THE NEW Teachers' Group within the Department for Education and Employment is the result of David Blunkett's determination to take a more hands-on role in teacher training.
Under the command of Peter Makeham, the group has evolved out of the old teacher supply and training division, effectively doubling its size with the addition of a leadership and professional development section.
This will take forward many of the key proposals of the Green Paper, including the key parts outlined by the Education Secretary in his letter to the Teacher Training Agency, which launched its review.
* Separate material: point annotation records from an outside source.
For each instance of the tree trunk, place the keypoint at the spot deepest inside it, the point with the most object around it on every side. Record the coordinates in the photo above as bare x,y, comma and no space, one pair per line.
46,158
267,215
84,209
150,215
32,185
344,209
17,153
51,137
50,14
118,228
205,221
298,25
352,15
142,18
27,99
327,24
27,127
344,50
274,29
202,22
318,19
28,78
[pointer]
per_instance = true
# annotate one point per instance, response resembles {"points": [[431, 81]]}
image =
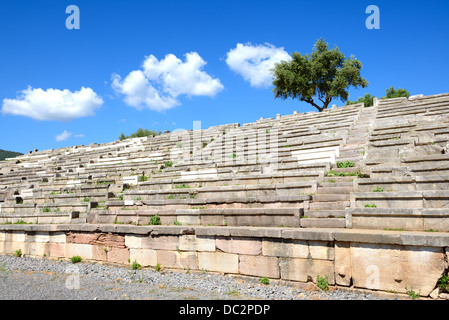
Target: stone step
{"points": [[339, 179], [350, 152], [330, 197], [330, 205], [334, 190], [355, 140], [347, 170], [336, 183], [323, 223], [324, 213]]}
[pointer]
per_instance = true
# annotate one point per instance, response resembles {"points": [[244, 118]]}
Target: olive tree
{"points": [[321, 76]]}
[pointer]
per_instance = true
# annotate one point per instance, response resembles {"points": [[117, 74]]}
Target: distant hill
{"points": [[8, 154]]}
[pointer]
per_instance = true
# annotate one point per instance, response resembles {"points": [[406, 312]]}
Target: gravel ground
{"points": [[23, 278]]}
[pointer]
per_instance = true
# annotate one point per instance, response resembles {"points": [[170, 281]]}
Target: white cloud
{"points": [[158, 84], [253, 62], [53, 104], [64, 136]]}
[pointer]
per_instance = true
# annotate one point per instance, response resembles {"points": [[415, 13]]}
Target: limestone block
{"points": [[160, 242], [18, 236], [304, 270], [321, 250], [99, 253], [259, 266], [145, 257], [218, 261], [193, 219], [196, 243], [36, 249], [118, 255], [57, 237], [289, 249], [240, 245], [55, 250], [177, 260], [133, 241], [40, 237], [399, 268], [343, 263], [76, 249]]}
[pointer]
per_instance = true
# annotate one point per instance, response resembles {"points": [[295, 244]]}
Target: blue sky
{"points": [[188, 75]]}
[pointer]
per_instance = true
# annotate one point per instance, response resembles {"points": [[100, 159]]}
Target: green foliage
{"points": [[142, 178], [155, 220], [322, 75], [357, 173], [135, 265], [140, 133], [322, 282], [346, 164], [393, 93], [443, 283], [368, 100], [76, 259], [181, 186], [8, 154], [412, 294]]}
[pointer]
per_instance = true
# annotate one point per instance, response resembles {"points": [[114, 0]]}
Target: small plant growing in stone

They include the leadership college, the headship training programmes formally overseen by the TTA, and the individual learning accounts which teachers will use for their ongoing professional development. Crucially it will also oversee the new appraisal system (which the National Union of Teachers has voted to boycott) and the assessment which teachers will undergo to cross the threshold to the new higher pay scale.
It has already begun work on the accelerated promotion scheme for potential heads and will develop the fast-track graduate recruitment programme.
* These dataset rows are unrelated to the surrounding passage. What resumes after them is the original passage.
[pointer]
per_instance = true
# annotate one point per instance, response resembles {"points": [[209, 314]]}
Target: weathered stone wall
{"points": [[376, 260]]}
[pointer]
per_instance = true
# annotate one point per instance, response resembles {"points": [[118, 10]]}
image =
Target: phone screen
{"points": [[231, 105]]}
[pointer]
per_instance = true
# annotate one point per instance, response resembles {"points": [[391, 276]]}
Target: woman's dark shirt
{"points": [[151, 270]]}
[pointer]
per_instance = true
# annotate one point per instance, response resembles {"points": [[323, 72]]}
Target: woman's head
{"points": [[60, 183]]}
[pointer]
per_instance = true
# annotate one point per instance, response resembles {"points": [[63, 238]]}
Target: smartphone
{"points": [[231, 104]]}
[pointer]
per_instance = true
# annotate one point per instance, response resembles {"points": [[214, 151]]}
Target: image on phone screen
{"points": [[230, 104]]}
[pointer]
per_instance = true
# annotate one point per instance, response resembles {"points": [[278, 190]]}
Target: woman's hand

The teacher supply and training section - responsible for the raft of schemes such as the golden handshake for maths and science teachers launched last October to boost recruitment - will continue, but is likely to prove a junior partner as the Green Paper drives the agenda over the coming months.
Although the unit is in its early stages, its work is expected to accelerate quickly. Among its tasks will be to set up the national leadership college.
FOUR external advisers have been appointed by the Department for Education and Employment to take forward the Green Paper. They will spend one day a week at the DFEE's new teachers' group. They are:
* Pat Collarbone, director of the London leadership centre at the Institute of Education, who will advise on the new National Leadership College.
* Carol Adams, county education officer for Shropshire.
* Gareth Newman, head of Brooke Weston city technology college, Corby.
* David Reynolds, professor of education at Newcastle University.